Normal pancreatic ducts showed very weak to no Ecd expression compared to significant positive expression in pancreatic cancer tissues (mean ± SE composite score: 0.3 ± 0.2 and 3.8 ± 0.2 respectively, P < 0.0001) as well as in PanIN precursor lesions with a progressive increase in Ecd expression with increasing dysplasia (PanIN-1-PanIN-3). Analysis of matched primary tumors and metastases from patients with pancreatic cancer revealed that Ecd is highly expressed in both primary pancreatic tumor and in distant metastatic sites. Furthermore, knockdown of Ecd suppressed cell proliferation in vitro and tumorigenicity of pancreatic cancer cells in mice orthotopic tumors. Microarray study revealed that Ecd regulates expression of glucose transporter GLUT4 in pancreatic cancer cells and was subsequently shown to modulate glucose uptake, lactate production, and ATP generation by pancreatic cancer cells. Finally, knockdown of Ecd also reduced level of pAkt, key signaling molecule known to regulate aerobic glycolysis in cancer cells.

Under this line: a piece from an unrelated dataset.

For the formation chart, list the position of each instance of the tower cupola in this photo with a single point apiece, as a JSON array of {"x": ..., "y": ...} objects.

Ecd is a novel tumor-promoting factor that is differentially expressed in pancreatic cancer and potentially regulates glucose metabolism within cancer cells.
研究一种新型细胞周期调控蛋白——人蜕皮甾酮(Ecd)在胰腺癌发病机制中的表达和功能。
采用免疫组织化学方法对非肿瘤性正常胰腺组织和胰腺导管腺癌病变(来自组织微阵列和快速尸检计划)以及癌前 PanIN 病变和转移性器官中的 Ecd 进行表达谱分析。为了分析 Ecd 在胰腺癌进展中的生物学意义,我们在胰腺癌细胞系中稳定敲低 Ecd,然后进行体外和体内功能测定。
与胰腺癌组织(平均 ± SE 复合评分:0.3 ± 0.2 和 3.8 ± 0.2,P < 0.0001)以及随着发育不良程度增加而逐渐增加 Ecd 表达的 PanIN 前体病变相比,正常胰腺导管显示出非常弱或无 Ecd 表达。在分析来自胰腺癌患者的匹配原发性肿瘤和转移灶时,发现 Ecd 在原发性胰腺肿瘤和远处转移部位均高度表达。此外,Ecd 的敲低抑制了胰腺癌细胞的体外增殖和小鼠原位肿瘤中的致瘤性。微阵列研究表明,Ecd 调节胰腺癌细胞中葡萄糖转运体 GLUT4 的表达,并随后调节胰腺癌细胞的葡萄糖摄取、乳酸生成和 ATP 生成。最后,Ecd 的敲低也降低了关键信号分子 pAkt 的水平,该分子已知可调节癌细胞中的有氧糖酵解。
Ecd 是一种新型的肿瘤促进因子,在胰腺癌中差异表达,并可能调节癌细胞内的葡萄糖代谢。